江安允无可奈何,只能随她心愿。
江安允拍了拍她的头,徐声道:“等下回去后自己回屋子里睡觉去。”
江郁挑眉看了他一眼,“为什么?我不困啊!”
他说真的,要赶自己走?
江安允再次点头,“让你去睡觉就去睡觉,你今天总问那么多做什么?”
江郁撇了撇嘴,心底恹恹地点了下头,只好点头回去。
下了马车,眼见着江安允回了府,却转头回了别处。
胥十一跟在他身后,往东府方向去。
江郁叹了一口气,踹了身后那男人一脚:“又不告诉我,不跟我说就算了,还不让我过去看,一直瞒着我瞒着我,看我以后还理不理你,气死我了。”
男人闷声哼了哼,眼睛微睁,迷迷糊糊地看了几眼。
江郁还在为父亲把什么事都瞒着她气得跺了跺脚,转身去吩咐人将那男人给捆在柴房里。
把人穴道解了后,探了男人的脉络。
因为用了药后,男人的气息渐渐平稳下来,断掌也被纱带绑好,不在出血。
看了眼这男人虚弱惨白的脸色,江郁塞了一颗丸药在他嘴中,又灌了好大一口水进去,将人给彻底拍醒。
“喂,你叫什么名字?家住何方?”
男人语气虚弱,眼神渐渐地聚焦在江郁身上,“你,你想干什么?”
“我是你救命恩人啊,把你从水下捞回来的,想让你活着,活到我懒得养活你为止,活到我发现你的残余价值为止。”江郁舌尖掸了掸后槽牙,冷笑出了声。
“把我杀了吧。”男人眼皮耷拉下去,虽然气血惨白,但好歹脉也渐渐地平稳下来,只有没人去打扰他,倒不怕会再死。

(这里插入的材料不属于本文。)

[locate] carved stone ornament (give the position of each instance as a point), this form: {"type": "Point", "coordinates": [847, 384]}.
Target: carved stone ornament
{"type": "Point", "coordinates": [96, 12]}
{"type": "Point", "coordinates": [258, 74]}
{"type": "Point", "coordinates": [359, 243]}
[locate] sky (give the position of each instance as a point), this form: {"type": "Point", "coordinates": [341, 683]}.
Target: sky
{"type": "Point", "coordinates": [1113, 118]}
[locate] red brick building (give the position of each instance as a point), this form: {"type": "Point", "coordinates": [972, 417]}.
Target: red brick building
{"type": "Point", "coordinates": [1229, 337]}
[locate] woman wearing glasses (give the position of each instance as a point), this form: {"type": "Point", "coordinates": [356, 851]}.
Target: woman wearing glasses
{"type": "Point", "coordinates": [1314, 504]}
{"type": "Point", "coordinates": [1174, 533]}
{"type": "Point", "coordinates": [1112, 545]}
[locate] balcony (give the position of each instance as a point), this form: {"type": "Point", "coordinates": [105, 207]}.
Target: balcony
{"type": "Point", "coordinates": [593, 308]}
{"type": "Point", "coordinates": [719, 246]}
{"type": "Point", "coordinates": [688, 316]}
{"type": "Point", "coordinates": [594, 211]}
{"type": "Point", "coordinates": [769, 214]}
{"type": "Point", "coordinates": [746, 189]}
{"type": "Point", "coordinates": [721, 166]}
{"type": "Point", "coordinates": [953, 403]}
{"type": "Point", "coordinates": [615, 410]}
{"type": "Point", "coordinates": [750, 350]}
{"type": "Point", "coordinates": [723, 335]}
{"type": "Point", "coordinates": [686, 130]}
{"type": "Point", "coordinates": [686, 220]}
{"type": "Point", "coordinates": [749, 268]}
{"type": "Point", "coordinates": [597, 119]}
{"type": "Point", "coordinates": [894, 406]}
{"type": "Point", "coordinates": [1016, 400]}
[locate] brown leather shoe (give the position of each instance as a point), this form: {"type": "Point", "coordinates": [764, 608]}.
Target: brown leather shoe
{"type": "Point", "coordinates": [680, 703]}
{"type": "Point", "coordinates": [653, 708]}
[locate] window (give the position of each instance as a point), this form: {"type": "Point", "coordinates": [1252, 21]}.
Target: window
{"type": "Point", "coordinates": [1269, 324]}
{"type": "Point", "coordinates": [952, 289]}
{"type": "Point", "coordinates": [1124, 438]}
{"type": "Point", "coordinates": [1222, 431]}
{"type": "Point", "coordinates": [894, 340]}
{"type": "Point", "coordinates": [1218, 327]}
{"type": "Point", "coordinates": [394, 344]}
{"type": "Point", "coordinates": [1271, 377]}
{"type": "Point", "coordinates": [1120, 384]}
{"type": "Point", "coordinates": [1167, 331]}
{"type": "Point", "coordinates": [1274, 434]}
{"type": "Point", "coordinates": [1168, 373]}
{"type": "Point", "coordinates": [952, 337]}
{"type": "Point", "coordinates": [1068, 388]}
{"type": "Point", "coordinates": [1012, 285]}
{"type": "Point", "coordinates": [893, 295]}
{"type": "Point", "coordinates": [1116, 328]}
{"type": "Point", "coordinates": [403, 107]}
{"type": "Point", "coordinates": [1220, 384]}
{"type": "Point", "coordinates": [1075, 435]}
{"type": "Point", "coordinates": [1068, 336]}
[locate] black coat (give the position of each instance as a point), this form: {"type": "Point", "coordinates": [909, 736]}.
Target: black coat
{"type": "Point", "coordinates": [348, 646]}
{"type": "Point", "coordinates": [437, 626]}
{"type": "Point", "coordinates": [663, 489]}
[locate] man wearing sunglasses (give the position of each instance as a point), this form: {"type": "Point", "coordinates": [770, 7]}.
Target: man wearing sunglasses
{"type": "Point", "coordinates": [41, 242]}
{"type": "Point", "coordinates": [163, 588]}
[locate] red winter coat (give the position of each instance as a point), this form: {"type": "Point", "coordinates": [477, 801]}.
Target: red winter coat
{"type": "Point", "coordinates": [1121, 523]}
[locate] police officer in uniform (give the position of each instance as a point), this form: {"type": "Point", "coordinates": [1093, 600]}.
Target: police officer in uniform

江郁拍了拍他头:“想死,可没那么容易。好好活着,看看今天的太阳多好。”
出了柴房,便跟一侍女交待了,“每日好吃好喝的伺候着他,不用太把人当正经主子看,就别让他死了就行。”
侍女应声。
因为舟车劳顿的缘故,江郁径直回屋睡了一觉,待清醒的时候已经是第二天天亮。
江安允在屋外叩门。
江郁慢腾腾地出去开门。
呵呵,总算是来跟她说发生了什么是吗?
江郁揉了揉眼睛,对着父亲嗤笑了一眼,“爹爹,你总算记起还有个我了,我先去洗刷再来,你等着啊。”
甩上门后去洗涮。
出来时,江安允还在院子外的石桌上坐着。
“好了。”江郁往石桌对面一坐,捏着一只茶杯,翘着腿:“我睡饱了,爹爹,有什么事吗?”
江安允看了眼她,薄唇轻启:“韩氏,自杀了。”
江郁放下茶杯,捏起一个肉包往嘴里送去,白牙嚼着包子,啧啧嘴。
“谁家的家教啊,我教过你吃饭啧啧嘴了?”
江安允将包子给她夺了下来,“你好像一点都不好奇的样子,你不是最想知道是什么事吗?好奇不?”
江郁抿了抿唇,捏着茶杯,眼底的神色慢慢地变化,看了江安允一眼,眼底划过一丝哑然,后知后觉的样子:“我去。”
“我才去。”江安允胸膛内积蓄着一团怒火。
“闺女,咱能实诚一点吗?”
江郁看着江安允问,语气平静:“爹,发生什么事了?”
江安允深吸了一口气:“你还能不知道,韩氏不知为何怀了身孕,败坏门风,为了掩饰此事,昨日从府外找了个稳婆,想要将孩子给引产掉,哪知道,事情不小心暴露了,老夫人发现后,在老夫人的逼问下,自己羞愧难当自杀了。”